Le Front populaire 2027 a décidé de recourir à une primaire pour désigner son candidat à la présidentielle de 2027, un processus sans la participation des Insoumis, de Raphaël Glucksmann, qui préfère son « cap clair », ni des communistes. Dans ce climat incertain, des figures telles que Marine Tondelier, Clémentine Autain et François Ruffin se lancent dans cette avant-course, qui culminera le 11 octobre 2026. « Quand le train (de la primaire) aura démarré, ceux qui seront restés à quai auront l’air bien bête », a prévenu François Ruffin, signalant que le succès de la primaire reste à voir, rapporte TopTribune.
Reproduire 2011
Le modèle à suivre est clair : la primaire socialiste de 2011 qui avait propulsé François Hollande vers l’Élysée. Jean-Luc Mélenchon n’avait pas réussi à créer un élan pour sa campagne face à la dynamique de Hollande. La date du 11 octobre 2026 est stratégiquement choisie : elle est suffisamment précoce pour initier une dynamique avant les autres.
Les échecs de la Primaire populaire de 2022, organisée trop tard, ont été retenus. Christiane Taubira avait finalement abandonné sa candidature après des résultats décevants, ayant été eclipsée par les autres prétendants.
Quel format ?
Les modalités du scrutin restent à définir, mais l’option d’un scrutin uninominal à deux tours semble écartée. Chaque candidat devra obtenir 500 parrainages de maires, comme requis pour une élection présidentielle, un maire pouvant soutenir plusieurs candidats.
Quid de la participation ?
Malgré un calendrier pertinent, la participation pourrait être problématique. L’objectif de deux millions de votants pour ce scrutin, couplé avec un vote physiquement accessible dans tous les cantons de France et une possibilité de vote numérique, apparaît ambitieux et difficile à atteindre.
Ce chiffre n’est pas anodin, la primaire socialiste de 2011 ayant attiré près de 2,7 millions de votants. « Il faut dépasser le cadre militant », a insisté Tristan Haute, chercheur en sciences politiques à l’université de Lille.
« Cela suppose de ramener aux urnes les jeunes et les classes populaires de gauche. C’est un scrutin non obligatoire. Et le vrai risque, c’est que peu de gens participent. »
Le vrai risque est donc une participation faible, impliquant seulement les électeurs politisés et donc moins représentatifs, anticipant une campagne compliquée pour le gagnant d’une primaire discrète.
Sans les deux têtes d’affiche de la gauche
Bien que les retournements soient fréquents en politique, il semble peu probable que Jean-Luc Mélenchon et Raphaël Glucksmann se lancent dans cette primaire, ces derniers ayant des visions antagonistes. Sans personnalité marquante, un candidat pourrait se retrouver coincé entre La France insoumise et Place publique, avec les tensions au sein du PS notamment à cause d’Olivier Faure qui veut inclure le PS, mais ne fait pas consensus.

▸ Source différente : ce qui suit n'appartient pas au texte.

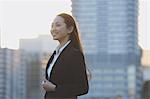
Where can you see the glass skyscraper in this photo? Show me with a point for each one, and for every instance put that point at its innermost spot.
(109, 33)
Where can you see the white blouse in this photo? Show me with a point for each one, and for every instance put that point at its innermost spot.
(58, 51)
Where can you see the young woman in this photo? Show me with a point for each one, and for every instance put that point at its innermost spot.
(66, 76)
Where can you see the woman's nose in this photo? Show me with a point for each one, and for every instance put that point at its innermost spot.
(53, 29)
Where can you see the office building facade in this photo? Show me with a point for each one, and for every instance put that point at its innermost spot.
(109, 32)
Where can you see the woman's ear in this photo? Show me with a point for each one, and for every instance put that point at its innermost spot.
(70, 29)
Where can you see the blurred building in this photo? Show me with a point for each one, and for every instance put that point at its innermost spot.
(38, 45)
(146, 64)
(38, 51)
(109, 33)
(12, 74)
(146, 90)
(146, 73)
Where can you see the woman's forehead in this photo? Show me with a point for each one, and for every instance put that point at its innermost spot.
(58, 19)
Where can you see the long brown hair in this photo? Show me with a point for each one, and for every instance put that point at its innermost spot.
(74, 36)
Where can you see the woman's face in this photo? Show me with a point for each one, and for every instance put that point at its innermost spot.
(59, 29)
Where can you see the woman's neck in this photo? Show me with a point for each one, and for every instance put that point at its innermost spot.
(63, 41)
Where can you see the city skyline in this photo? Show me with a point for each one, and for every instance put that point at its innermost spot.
(32, 18)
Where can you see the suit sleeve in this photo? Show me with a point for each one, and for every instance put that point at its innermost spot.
(76, 82)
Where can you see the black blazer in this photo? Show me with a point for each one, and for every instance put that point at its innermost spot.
(68, 74)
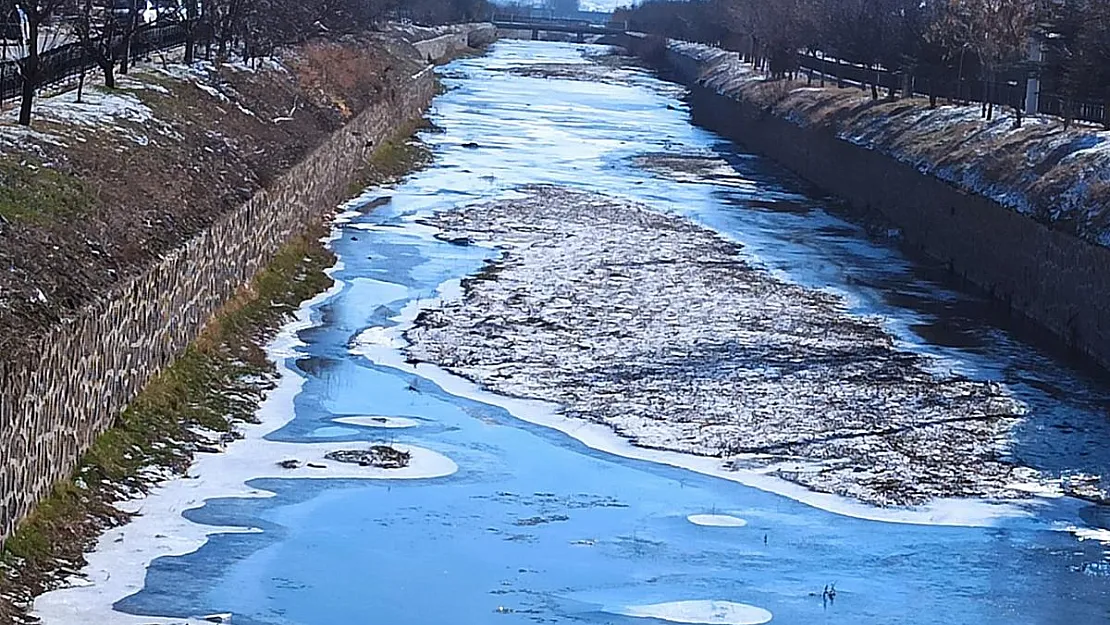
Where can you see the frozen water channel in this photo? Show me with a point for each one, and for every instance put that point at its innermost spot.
(535, 526)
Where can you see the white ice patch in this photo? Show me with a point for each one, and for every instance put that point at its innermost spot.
(1090, 534)
(117, 567)
(707, 612)
(716, 521)
(957, 512)
(379, 335)
(384, 422)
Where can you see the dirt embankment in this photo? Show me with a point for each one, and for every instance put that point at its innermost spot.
(100, 188)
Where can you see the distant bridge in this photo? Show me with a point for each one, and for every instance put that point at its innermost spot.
(581, 28)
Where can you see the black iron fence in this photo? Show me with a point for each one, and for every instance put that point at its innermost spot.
(71, 59)
(1009, 92)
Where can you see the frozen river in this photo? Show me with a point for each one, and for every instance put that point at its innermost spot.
(535, 526)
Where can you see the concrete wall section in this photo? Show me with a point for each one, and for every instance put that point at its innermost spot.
(460, 39)
(53, 405)
(1050, 278)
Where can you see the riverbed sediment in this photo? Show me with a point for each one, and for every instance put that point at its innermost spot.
(666, 332)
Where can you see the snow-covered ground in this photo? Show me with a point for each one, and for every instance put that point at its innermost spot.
(1056, 175)
(661, 330)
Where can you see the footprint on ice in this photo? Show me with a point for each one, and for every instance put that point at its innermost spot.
(702, 612)
(716, 521)
(372, 421)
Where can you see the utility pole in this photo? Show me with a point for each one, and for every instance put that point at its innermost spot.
(1036, 54)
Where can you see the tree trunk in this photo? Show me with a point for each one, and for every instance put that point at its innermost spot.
(30, 73)
(109, 70)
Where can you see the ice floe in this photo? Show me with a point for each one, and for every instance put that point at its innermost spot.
(716, 520)
(706, 612)
(373, 421)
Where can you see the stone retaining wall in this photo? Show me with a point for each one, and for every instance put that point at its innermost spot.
(1055, 280)
(59, 396)
(460, 40)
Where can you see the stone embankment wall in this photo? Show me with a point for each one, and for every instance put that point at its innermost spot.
(458, 40)
(1052, 279)
(57, 399)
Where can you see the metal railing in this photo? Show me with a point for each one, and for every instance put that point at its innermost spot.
(71, 59)
(1008, 93)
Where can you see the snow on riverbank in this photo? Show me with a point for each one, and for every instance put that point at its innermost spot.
(1055, 175)
(659, 329)
(118, 566)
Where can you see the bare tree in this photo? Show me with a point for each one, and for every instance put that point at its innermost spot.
(39, 36)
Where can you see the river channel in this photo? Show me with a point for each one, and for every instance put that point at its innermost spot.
(536, 526)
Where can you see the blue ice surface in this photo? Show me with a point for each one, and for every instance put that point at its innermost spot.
(535, 527)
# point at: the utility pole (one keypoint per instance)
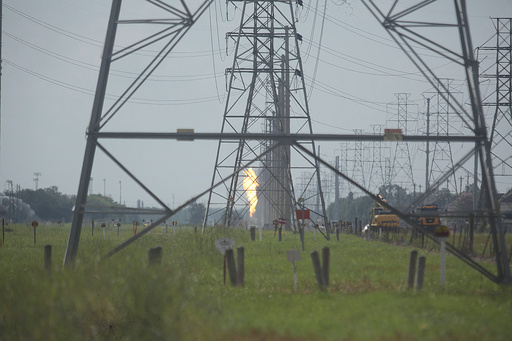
(427, 151)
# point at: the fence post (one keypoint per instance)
(422, 260)
(155, 255)
(315, 258)
(326, 256)
(412, 268)
(240, 272)
(253, 233)
(230, 259)
(48, 258)
(471, 230)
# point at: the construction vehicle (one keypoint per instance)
(429, 217)
(382, 218)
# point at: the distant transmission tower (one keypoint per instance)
(378, 152)
(266, 93)
(501, 125)
(442, 122)
(401, 161)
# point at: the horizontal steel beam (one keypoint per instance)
(285, 139)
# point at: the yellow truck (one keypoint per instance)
(382, 218)
(429, 217)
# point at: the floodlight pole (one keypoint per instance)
(94, 127)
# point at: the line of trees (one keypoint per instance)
(48, 204)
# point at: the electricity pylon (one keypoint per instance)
(166, 31)
(501, 98)
(411, 35)
(266, 93)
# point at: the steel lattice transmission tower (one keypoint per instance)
(413, 35)
(442, 122)
(501, 126)
(161, 34)
(266, 93)
(401, 162)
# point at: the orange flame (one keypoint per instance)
(250, 183)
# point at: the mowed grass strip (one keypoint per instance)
(184, 298)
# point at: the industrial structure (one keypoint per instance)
(266, 94)
(272, 120)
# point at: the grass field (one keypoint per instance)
(184, 298)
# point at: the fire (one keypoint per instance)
(250, 183)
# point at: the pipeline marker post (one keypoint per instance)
(442, 232)
(34, 225)
(293, 256)
(413, 256)
(303, 216)
(48, 258)
(315, 259)
(240, 268)
(282, 221)
(230, 258)
(326, 260)
(223, 244)
(155, 255)
(253, 233)
(422, 260)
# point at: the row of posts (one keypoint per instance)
(415, 276)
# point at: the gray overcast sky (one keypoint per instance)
(51, 55)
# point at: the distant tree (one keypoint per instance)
(196, 212)
(48, 203)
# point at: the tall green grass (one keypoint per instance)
(184, 298)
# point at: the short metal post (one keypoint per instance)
(155, 255)
(48, 258)
(230, 259)
(412, 268)
(421, 272)
(240, 272)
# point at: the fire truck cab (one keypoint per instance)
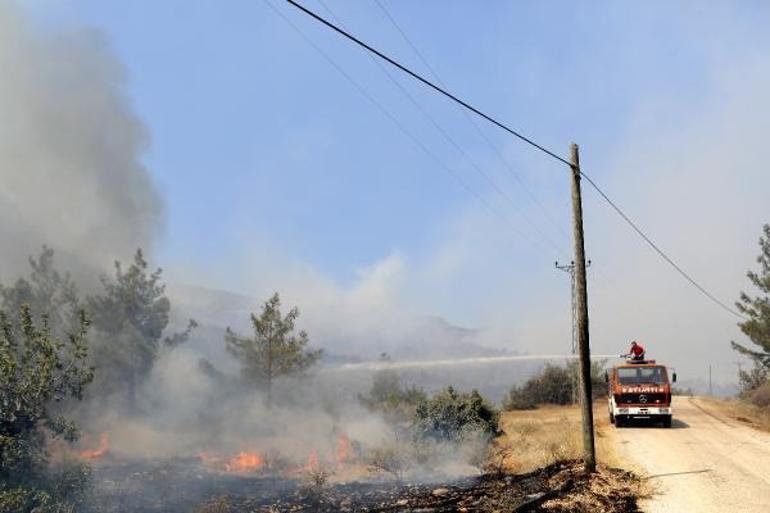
(639, 389)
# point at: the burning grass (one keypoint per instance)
(533, 463)
(561, 487)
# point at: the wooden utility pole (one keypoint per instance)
(589, 451)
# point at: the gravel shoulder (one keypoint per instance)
(706, 462)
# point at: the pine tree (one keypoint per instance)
(275, 350)
(757, 309)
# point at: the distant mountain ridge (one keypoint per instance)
(412, 338)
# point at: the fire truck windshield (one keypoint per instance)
(640, 375)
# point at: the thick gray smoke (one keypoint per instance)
(70, 150)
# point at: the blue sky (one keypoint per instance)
(275, 170)
(250, 127)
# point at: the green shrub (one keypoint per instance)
(453, 417)
(388, 395)
(761, 395)
(38, 370)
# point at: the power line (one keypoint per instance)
(657, 249)
(426, 81)
(472, 121)
(449, 138)
(402, 128)
(522, 138)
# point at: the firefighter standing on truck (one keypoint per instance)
(637, 351)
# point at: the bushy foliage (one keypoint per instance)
(553, 385)
(37, 371)
(757, 309)
(47, 292)
(398, 402)
(275, 350)
(452, 416)
(131, 317)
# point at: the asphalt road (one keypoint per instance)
(704, 463)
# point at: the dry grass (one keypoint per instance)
(535, 438)
(739, 410)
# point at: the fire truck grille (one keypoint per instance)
(651, 399)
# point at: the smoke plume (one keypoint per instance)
(70, 148)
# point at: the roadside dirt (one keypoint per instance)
(706, 462)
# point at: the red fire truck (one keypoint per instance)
(639, 389)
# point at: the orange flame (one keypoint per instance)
(312, 461)
(100, 451)
(244, 462)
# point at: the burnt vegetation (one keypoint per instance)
(69, 359)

Faure a souligné que ce processus devra être soumis au vote des militants socialeistes après les élections municipales, ce qui pourrait engendrer des oppositions. Certains, dont François Hollande, militent pour une fédération de la gauche réformiste englobant divers courants politiques, nécessitant un processus de désignation clair.
Le risque de 2017
Le risque majeur, avec une participation incertaine et de fortes absences, est que le candidat issu de cette primaire se retrouve dans une situation similaire à celle de Benoît Hamon en 2017, pris entre le soutien de Mélenchon et Macron. En 2027, cela pourrait se jouer entre Jean-Luc Mélenchon et Raphaël Glucksmann.
Sans émergence d’une dynamique et avec des candidatures fortes, les électeurs de gauche pourraient être « tirés vers différentes directions », selon Tristan Haute. Les socialistes pourraient pencher pour Glucksmann, tandis qu’une partie des électeurs de gauche considérerait le vote utile comme étant en faveur de Mélenchon. Cela laisserait donc le candidat de la primaire unitaire dans une position délicate.
Éric Coquerel, cadre insoumis, prévoit que deux candidatures émergeront à gauche en 2027 : l’une « compatibles avec le macronisme » et l’autre « de rupture ». L’espace entre les deux pourrait devenir inaudible, bien que les surprises politiques demeurent plausibles.